On April 15, 1912, the Titanic slipped beneath the waves and disappeared from view, presumably forever. At the time, humans’ ability to explore the deep sea where Titanic sank hardly existed. This despite the fact that the ocean produces half the oxygen we breathe, regulates our planet’s climate and rainfall, gives the world a sizable percentage of its food, is a source for new medicines and materials, and provides a primary transportation route for much of the global economy.

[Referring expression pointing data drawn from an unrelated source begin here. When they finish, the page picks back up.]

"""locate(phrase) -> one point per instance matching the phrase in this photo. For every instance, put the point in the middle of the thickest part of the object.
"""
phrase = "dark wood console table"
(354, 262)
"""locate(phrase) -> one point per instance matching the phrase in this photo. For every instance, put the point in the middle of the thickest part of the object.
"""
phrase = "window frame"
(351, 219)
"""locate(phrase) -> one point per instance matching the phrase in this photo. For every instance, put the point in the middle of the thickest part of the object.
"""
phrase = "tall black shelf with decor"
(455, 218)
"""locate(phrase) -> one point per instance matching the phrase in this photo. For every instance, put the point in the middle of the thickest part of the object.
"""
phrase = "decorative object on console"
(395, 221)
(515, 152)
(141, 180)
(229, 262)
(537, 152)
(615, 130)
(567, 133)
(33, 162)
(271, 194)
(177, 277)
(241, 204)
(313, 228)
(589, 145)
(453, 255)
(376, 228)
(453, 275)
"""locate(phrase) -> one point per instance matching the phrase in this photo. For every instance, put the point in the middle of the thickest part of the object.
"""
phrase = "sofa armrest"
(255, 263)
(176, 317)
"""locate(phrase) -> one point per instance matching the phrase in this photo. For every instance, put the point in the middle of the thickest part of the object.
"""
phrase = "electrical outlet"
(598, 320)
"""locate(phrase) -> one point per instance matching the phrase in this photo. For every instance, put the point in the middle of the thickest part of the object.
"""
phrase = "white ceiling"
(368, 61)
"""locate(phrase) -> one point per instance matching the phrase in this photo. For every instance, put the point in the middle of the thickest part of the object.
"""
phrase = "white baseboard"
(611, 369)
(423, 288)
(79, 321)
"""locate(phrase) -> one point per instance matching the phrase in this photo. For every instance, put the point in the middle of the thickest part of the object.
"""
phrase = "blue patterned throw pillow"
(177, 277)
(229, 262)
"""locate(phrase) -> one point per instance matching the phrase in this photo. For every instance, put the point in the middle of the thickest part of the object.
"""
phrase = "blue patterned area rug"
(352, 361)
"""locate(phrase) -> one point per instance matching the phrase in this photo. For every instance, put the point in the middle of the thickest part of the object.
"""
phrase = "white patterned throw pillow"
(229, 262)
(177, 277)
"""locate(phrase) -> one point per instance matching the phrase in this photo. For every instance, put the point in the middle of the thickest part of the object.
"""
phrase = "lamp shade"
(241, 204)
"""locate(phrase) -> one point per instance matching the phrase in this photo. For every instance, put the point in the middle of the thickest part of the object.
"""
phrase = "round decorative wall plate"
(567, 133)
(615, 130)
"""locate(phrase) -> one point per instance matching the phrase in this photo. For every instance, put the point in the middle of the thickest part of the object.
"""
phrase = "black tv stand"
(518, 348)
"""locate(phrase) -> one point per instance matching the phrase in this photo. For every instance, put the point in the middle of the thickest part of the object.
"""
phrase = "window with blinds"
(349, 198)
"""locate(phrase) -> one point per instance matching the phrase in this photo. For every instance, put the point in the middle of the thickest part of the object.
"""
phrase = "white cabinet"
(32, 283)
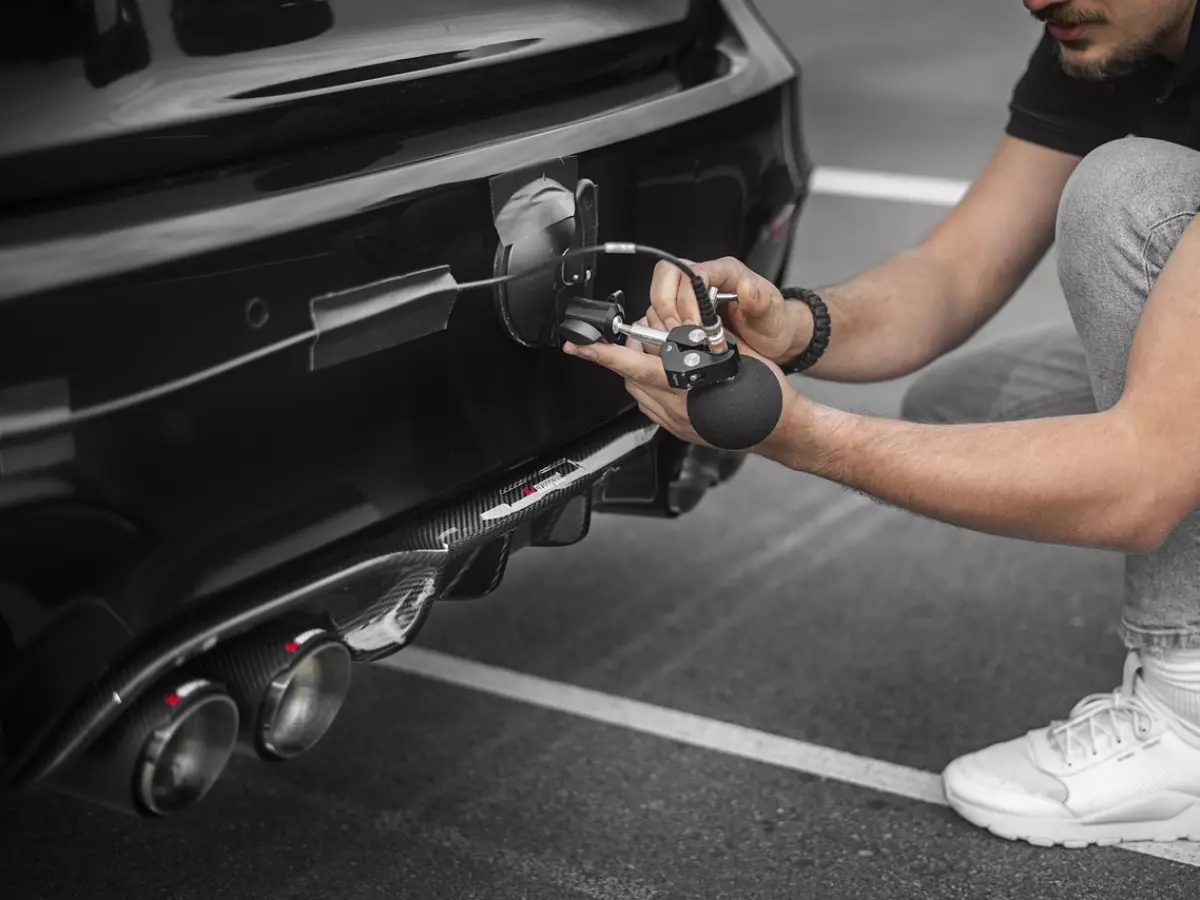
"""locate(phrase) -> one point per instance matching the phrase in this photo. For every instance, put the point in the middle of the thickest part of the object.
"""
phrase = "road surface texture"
(786, 617)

New images from the seafloor, like those of Titanic that were recently captured and assembled by a team at the Woods Hole Oceanographic Institution and released by the National Geographic Society, show how far we’ve come in our ability to explore the ocean. But even this represents a small step in a very long and crucial journey to peer beneath the waves.
What we knew in 1912 of the ocean floor beyond the coast came largely from the few samples we could bring to the surface, like a scattered collection of frames from an epic film. Our views of the vast and dynamic ocean floor came from small samples of rock and mud dredged up; our understanding of the diversity of marine life, from the occasional surprise washed up on shore or accidentally caught in nets.

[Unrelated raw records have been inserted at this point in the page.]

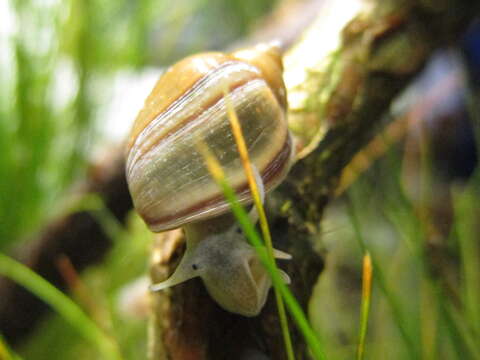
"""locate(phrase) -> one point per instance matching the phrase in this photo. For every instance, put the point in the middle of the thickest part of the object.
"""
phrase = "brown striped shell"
(168, 180)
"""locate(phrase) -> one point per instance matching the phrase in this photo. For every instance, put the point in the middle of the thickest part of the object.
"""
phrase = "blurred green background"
(59, 61)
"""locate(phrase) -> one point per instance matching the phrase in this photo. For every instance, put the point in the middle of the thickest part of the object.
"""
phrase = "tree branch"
(381, 50)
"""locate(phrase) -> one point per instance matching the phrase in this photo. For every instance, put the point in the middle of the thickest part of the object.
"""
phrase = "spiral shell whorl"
(168, 180)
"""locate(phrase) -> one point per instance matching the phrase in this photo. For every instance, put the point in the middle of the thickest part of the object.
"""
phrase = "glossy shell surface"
(168, 180)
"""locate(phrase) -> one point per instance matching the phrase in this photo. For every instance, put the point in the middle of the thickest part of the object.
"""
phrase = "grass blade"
(60, 303)
(247, 166)
(248, 228)
(366, 295)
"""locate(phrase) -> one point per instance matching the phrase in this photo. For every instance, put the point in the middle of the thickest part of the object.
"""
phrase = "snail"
(171, 186)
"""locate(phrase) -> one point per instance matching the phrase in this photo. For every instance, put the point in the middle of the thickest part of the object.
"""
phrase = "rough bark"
(381, 51)
(379, 54)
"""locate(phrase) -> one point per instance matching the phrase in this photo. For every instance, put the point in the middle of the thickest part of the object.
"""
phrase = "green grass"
(421, 306)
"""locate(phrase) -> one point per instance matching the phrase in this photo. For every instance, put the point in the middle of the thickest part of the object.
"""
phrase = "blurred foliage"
(57, 61)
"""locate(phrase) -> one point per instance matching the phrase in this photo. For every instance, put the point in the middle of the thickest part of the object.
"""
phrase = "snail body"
(170, 184)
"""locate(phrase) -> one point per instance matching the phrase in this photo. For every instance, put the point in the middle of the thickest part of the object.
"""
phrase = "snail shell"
(168, 180)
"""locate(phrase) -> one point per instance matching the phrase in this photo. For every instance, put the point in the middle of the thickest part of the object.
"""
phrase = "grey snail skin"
(171, 186)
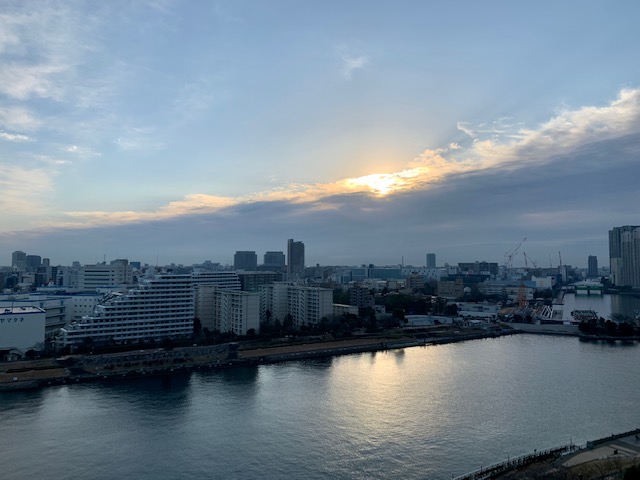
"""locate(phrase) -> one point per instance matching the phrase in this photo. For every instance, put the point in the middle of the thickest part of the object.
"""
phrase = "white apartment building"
(236, 311)
(21, 327)
(54, 307)
(307, 305)
(224, 279)
(118, 272)
(227, 310)
(161, 306)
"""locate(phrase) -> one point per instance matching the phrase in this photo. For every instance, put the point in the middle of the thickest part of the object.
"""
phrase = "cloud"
(18, 118)
(351, 64)
(24, 190)
(14, 137)
(484, 161)
(476, 199)
(350, 61)
(81, 152)
(139, 139)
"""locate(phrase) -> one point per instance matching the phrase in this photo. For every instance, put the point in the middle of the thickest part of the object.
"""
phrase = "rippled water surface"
(422, 412)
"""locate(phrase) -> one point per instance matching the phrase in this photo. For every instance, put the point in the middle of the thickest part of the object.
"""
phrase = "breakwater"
(537, 457)
(141, 363)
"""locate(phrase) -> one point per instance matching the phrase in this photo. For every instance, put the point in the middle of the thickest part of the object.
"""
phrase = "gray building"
(295, 257)
(274, 261)
(624, 255)
(592, 266)
(19, 260)
(245, 260)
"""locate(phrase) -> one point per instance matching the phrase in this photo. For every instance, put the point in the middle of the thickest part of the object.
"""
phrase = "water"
(422, 412)
(604, 305)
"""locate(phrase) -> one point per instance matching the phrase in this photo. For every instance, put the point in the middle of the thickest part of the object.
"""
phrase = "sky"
(373, 131)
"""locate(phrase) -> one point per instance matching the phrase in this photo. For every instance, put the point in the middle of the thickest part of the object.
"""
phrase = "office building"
(33, 262)
(295, 258)
(245, 260)
(19, 260)
(21, 328)
(306, 305)
(592, 266)
(253, 281)
(274, 261)
(624, 256)
(161, 306)
(118, 272)
(228, 311)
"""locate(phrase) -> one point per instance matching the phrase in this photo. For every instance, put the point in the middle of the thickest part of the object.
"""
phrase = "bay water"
(418, 413)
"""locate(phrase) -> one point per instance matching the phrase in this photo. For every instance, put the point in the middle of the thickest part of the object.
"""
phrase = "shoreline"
(30, 375)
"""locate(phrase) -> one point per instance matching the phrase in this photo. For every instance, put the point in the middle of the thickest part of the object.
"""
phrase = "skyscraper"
(592, 266)
(295, 257)
(624, 255)
(245, 260)
(274, 261)
(19, 260)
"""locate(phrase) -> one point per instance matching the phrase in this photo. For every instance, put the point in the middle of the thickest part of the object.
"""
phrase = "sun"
(379, 183)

World War II and national security efforts motivated a concerted effort to unravel the complexities of the ocean. The US Navy invested, and continues to invest, in research to explore the seafloor, to understand how sound travels through water and how water itself circulates around the globe, and how marine organisms interact with the things humans put in the sea. For the first time, scientists had a ready way of taking into the ocean the most sophisticated observing instruments known — the human eye and brain.
In the 1960s, Woods Hole Oceanographic Institution, with the support of the Office of Naval Research, launched Alvin, the iconic human-occupied submersible. For the first time, scientists had a ready way of taking into the ocean the most sophisticated observing instruments known — the human eye and brain.

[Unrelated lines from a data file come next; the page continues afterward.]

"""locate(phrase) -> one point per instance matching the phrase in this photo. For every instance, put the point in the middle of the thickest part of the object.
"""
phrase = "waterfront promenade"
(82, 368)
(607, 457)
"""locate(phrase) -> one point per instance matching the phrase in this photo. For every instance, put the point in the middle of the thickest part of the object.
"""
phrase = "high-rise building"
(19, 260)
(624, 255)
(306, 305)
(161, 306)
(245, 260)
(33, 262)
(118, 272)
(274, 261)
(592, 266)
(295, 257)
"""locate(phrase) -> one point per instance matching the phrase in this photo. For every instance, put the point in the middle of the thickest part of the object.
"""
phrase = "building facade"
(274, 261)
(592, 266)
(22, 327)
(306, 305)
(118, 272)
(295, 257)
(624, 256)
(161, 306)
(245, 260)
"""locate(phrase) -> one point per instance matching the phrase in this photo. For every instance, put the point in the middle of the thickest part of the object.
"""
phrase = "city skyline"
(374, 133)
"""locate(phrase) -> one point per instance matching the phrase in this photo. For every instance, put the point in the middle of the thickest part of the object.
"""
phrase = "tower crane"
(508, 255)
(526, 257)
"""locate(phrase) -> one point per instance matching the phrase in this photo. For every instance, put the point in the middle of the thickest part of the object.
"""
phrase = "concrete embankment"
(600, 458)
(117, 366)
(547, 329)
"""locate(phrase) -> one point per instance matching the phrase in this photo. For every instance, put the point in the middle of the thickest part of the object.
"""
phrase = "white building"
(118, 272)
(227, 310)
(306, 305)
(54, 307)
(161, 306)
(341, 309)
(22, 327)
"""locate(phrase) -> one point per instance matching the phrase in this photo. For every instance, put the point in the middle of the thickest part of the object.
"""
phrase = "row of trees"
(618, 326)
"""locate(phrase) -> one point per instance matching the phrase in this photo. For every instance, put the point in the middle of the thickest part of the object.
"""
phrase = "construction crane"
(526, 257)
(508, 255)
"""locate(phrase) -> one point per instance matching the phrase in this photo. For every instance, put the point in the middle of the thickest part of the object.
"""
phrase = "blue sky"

Alvin remains one of the most reliable ways for researchers to get a close-up view of the intricate and largely hidden world of the deep and it has played a role in some of the most captivating discoveries in recent years. But even this is still limited by the fact that it is only one vehicle, and the ocean is incredibly vast. So vast, in fact, that by some estimates we have only surveyed about 5 percent of it in any detail — a startling fact for something so fundamental to our well-being.
The discovery of Titanic’s final resting place in 1985 marked a fundamental shift in our ability to observe and explore the ocean. The team that found the wreck, led by WHOI marine geologist Robert Ballard aboard the research vessel Knorr, used what was at the time the most sophisticated deep-sea imaging device available. It was an underwater sled with a video camera that was able to transmit real-time images (albeit rather grainy black-and-white ones) directly to the surface.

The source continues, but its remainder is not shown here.